Syrischer Teenager in Deutschland wurde wegen der Handlung verurteilt, um das Taylor Swift -Konzert anzugreifen

Der 16-jährige Angeklagte erhielt eine 18-monatige Haftstrafe, weil er dazu beitrug, ein vereiteltes Grundstück zu organisieren, um ein Taylor Swift-Konzert in Wien anzugreifen.

Ein syrischer Teenager in Deutschland wurde verurteilt, weil er letztes Jahr an einer vereitelten terroristischen Verschwörung teilgenommen hatte, ein Taylor Swift -Konzert in Österreich anzugreifen.

Der Angeklagte-ein 16-Jähriger identifizierte nur Mohammad A gemäß den deutschen Datenschutzbestimmungen-wurde am Dienstag von einem Berliner Gerichtshof für schuldig befunden, „eine schwerwiegende Gewalttat vorzubereiten, die den Staat gefährdet“ und „einen terroristischen Gesetz der Gewalt im Ausland unterstützt“.

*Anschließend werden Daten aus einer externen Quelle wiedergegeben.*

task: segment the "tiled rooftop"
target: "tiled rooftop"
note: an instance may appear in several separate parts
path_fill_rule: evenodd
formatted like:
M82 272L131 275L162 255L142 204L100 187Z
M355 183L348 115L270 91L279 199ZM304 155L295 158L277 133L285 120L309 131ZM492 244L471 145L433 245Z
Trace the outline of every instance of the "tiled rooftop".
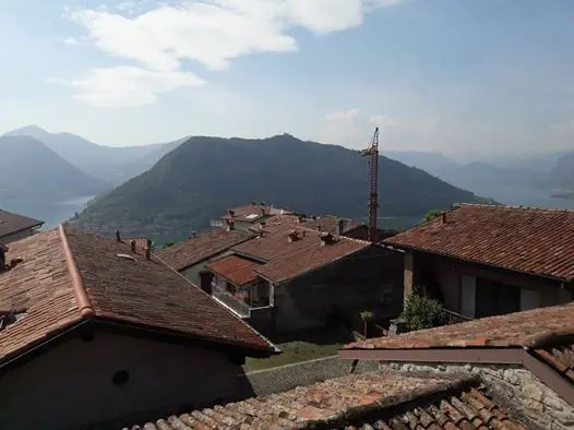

Er erhielt eine 18-monatige suspendierte Strafe nach jugendlichen Strafrecht.

Die Richter stellten fest, dass Mohammad A-zum Zeitpunkt der vereitelten Verschwörung 14 Jahre alt war-die Ideologie der sogenannten Gruppe des islamischen Staates (IS) und über soziale Medien mit einem jungen Mann in Österreich in Kontakt stand, der vorhatte, ein schnelles Konzert in Wien anzugreifen.

Der Angeklagte hatte seinem Bekannten ein Video mit Anweisungen zur Bombenbildung und dem organisierten Kontakt mit einem IS-Mitglied geschickt.

Mohammad A machte in seinem Prozess ein „umfassendes Geständnis“, das wegen seines Alters hinter verschlossenen Türen gehalten wurde, sagte das Gericht. Das Urteil kann Berufung eingelegt werden.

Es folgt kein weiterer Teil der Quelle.